Arlington, Virginia | With Tom Petty pounding in my ears and inspired by having seen, earlier in the morning, the South Korean women's team hitting the pavement along the Potomac, I crossed Memorial Bridge above the brown river, actually feeling a surge of fitness. This public space is a personal one. The view north makes me consider the past, the distant Washington National Cathedral, rising on Mount St. Alban's, the place where I had part of my spiritual upbringing, kneeling on slate and having paper-like wafers, the consecrated host, placed on my tongue. To the right is the John F. Kennedy Center for the Performing Arts, where I graduated from high school. Just south of Theodore Roosevelt Island is an eddy, concealed today by high water—a choppy part of the Potomac that, riding once with my father and sister in a small motorboat, I was convinced contained a large school of fish. It turned out to be an unmarked gravel shoal that tore off our propeller in one metallic shriek.

View from Memorial Bridge, looking over the turbulent Potomac.

Please pardon these personal thoughts. I'll try to steer now toward football, which is easily done. On this same riverside run I soon approach the Netherlands Carillon, adjacent to Arlington Cemetery. The carillon with its 50 bells was a gift from the Dutch to the United States, and it makes me think of football because I immediately associate the Dutch with Manchester United striker Ruud van Nistelrooy, who missed a crucial injury-time penalty against Arsenal yesterday, assuring that the Gunners would share points. So I smiled and gave Ruud silent thanks, he and the generous Dutch people.

Today was a day for getting organized and finally retrieving my media credential from a trailer adjacent to RFK Stadium. The trailer had been evacuated the previous week, according to media-center staffers Shannon McQuary and Holly Wolff, when Hurricane Isabel threatened with 60-mph winds and slashing rain, three days before the first game at this venue. The little trailer held its ground, though, and McQuary, Wolff and the others, with the laptops back in place and network up and running, were having a quiet day.
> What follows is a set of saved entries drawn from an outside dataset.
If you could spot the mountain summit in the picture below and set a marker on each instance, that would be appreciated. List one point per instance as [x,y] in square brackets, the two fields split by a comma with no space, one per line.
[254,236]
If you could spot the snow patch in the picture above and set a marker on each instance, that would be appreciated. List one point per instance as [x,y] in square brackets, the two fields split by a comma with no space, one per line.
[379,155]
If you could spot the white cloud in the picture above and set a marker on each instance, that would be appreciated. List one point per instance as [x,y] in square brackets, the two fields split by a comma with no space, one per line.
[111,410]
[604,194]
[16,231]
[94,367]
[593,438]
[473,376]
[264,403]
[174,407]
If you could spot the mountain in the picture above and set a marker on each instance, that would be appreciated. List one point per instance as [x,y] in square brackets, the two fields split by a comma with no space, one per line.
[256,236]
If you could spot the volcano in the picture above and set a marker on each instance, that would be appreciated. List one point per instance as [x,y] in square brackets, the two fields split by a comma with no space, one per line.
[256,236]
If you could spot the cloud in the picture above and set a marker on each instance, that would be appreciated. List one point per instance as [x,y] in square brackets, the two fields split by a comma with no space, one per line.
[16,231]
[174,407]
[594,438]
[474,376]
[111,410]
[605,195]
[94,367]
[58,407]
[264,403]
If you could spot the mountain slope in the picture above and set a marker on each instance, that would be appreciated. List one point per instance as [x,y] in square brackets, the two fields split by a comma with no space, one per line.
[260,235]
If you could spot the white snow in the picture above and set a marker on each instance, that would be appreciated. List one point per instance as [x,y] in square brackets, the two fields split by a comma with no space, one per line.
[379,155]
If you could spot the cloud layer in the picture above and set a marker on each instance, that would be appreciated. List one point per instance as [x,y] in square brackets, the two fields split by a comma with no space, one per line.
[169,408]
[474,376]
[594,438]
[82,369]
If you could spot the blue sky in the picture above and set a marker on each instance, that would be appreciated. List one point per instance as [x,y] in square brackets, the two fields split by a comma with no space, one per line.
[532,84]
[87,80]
I was in and out and five minutes, delayed only slightly by a security official wondering who I was and why I had parked where I wasn't supposed to.

FIFA's accreditation center, still standing.
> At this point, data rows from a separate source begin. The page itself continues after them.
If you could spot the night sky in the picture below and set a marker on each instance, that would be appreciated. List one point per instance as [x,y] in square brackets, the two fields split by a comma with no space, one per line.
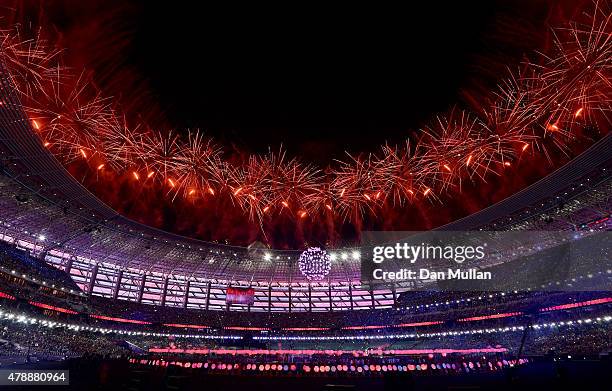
[318,81]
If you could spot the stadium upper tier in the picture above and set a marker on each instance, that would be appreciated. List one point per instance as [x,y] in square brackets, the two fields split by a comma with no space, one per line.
[44,210]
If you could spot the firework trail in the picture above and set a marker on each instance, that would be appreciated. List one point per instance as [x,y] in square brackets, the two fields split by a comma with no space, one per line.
[546,105]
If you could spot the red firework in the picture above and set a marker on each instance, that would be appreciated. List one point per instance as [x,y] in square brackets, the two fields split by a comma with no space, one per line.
[546,104]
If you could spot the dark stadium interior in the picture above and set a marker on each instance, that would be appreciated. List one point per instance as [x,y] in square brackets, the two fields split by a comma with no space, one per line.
[191,196]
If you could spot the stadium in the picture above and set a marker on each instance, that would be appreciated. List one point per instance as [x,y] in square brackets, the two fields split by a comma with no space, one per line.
[90,293]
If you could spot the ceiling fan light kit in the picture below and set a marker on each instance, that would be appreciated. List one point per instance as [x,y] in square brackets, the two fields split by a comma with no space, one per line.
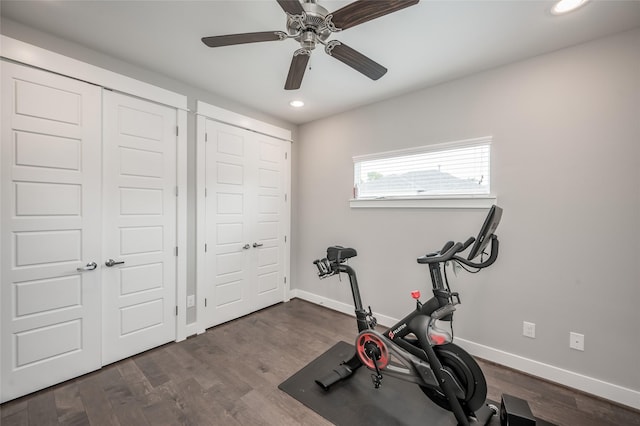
[309,24]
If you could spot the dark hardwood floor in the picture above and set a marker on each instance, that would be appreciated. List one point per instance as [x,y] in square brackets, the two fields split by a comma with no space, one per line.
[229,376]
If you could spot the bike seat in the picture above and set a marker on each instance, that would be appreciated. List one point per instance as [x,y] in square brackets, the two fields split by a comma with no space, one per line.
[340,253]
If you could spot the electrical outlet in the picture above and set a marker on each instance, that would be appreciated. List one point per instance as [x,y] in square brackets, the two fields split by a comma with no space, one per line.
[529,329]
[576,341]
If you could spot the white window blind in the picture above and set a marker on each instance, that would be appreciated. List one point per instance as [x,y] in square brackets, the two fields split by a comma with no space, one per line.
[454,169]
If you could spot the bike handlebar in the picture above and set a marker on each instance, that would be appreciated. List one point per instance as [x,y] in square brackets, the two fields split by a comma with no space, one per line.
[450,250]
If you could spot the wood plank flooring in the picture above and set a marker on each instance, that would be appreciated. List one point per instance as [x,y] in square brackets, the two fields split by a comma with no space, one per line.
[229,376]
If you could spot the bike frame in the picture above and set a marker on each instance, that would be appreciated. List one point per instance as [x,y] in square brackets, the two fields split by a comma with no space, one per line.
[420,363]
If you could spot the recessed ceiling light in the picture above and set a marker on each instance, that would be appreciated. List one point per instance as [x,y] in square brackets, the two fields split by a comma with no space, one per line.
[565,6]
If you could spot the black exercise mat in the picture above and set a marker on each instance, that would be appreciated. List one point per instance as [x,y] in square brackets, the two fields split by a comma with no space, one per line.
[355,401]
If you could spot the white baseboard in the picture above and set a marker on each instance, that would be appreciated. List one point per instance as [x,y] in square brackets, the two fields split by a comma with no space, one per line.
[599,388]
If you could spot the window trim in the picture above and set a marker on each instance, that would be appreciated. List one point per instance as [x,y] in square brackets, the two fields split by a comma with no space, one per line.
[456,201]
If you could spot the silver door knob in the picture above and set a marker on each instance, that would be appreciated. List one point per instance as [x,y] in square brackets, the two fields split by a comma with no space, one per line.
[89,267]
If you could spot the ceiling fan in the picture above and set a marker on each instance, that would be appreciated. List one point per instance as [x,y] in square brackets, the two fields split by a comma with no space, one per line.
[309,24]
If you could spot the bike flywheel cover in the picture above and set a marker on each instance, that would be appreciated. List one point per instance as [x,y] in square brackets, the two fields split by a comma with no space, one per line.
[363,342]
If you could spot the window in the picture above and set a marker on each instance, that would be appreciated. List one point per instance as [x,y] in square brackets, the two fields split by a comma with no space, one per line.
[451,170]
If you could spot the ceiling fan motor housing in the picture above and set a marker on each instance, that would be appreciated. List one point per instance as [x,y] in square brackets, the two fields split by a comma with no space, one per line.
[311,26]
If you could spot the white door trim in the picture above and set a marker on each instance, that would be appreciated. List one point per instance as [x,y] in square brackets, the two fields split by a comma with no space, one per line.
[206,111]
[35,56]
[238,120]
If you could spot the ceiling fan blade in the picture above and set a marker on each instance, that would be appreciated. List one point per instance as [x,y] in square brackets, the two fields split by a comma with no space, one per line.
[231,39]
[355,60]
[292,7]
[297,69]
[361,11]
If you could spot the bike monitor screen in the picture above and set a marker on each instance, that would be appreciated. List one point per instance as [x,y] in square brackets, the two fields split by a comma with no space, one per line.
[487,230]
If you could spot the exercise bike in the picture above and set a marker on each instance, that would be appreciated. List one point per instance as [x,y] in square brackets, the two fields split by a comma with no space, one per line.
[419,347]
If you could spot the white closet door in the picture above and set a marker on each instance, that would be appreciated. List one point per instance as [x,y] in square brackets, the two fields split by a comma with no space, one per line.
[268,257]
[228,223]
[50,227]
[139,222]
[245,222]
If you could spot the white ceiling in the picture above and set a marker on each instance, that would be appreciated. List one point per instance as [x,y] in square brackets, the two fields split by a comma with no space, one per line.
[423,45]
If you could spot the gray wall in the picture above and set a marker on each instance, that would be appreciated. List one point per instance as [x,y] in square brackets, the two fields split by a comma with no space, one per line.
[73,50]
[566,170]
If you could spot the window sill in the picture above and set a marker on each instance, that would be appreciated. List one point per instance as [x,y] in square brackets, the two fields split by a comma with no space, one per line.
[480,202]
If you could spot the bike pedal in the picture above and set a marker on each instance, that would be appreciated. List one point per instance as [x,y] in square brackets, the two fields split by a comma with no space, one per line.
[377,380]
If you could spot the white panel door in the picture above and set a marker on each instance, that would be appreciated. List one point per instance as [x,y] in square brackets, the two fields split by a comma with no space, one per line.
[228,207]
[245,203]
[139,237]
[268,240]
[50,197]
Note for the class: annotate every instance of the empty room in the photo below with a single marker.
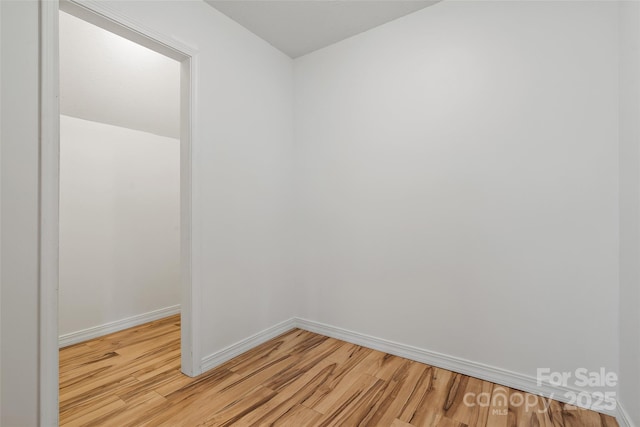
(383, 213)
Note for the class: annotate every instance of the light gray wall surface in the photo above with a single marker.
(458, 182)
(630, 208)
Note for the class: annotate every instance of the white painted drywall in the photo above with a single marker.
(242, 170)
(108, 79)
(629, 110)
(457, 175)
(242, 175)
(19, 201)
(119, 223)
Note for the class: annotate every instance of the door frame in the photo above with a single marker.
(113, 20)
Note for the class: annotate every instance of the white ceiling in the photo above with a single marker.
(298, 27)
(108, 79)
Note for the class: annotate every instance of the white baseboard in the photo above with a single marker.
(474, 369)
(118, 325)
(451, 363)
(623, 417)
(228, 353)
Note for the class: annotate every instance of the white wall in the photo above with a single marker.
(630, 207)
(138, 88)
(119, 223)
(458, 181)
(242, 170)
(19, 200)
(242, 166)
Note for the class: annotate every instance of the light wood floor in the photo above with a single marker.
(132, 378)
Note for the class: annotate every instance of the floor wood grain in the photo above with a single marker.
(132, 378)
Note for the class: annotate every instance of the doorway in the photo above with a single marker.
(108, 19)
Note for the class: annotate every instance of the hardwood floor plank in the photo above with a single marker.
(298, 379)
As I mentioned, my wife and I this morning had seen the South Korean team, in blue-and-white training outfits, returning from a morning run along the riverside bike trails. Their hotel is not far from ours in Rosslyn, a high-rise enclave within Arlington. Given the humidity, the players had worked up a good froth, led by Kim Yoo Mi, who had picked up a yellow card the previous day against Brazil (and who easily could have received a red). She jauntily led the others toward an intersection as we passed.

It seemed appropriate, later in the day, to pay tribute to this women's football event in some way. Actually, it was all quite coincidental, but I ended up touring the Women in Military Service for America Memorial at Arlington National Cemetery. The memorial opened in 1995, and I recommend a visit. Included in the displays are accounts of African American and Native American women, bright swatches of native dress draped alongside the drab grays and greens. Especially striking, though, was the Army uniform of Lori Piestewa, killed on the fourth day of the Iraq war when her maintenance battalion was ambushed; her family had pulled the uniform from a closet and donated it in her honor. Her fellow Hopi noted the peculiarity of a snowfall that covered the desert immediately after her death in April, interpreted as her spiritual return.

Once again my mind had strayed from football, but I had no doubt that the women participating in this tournament would see kinship with those who had pursued an unconventional calling.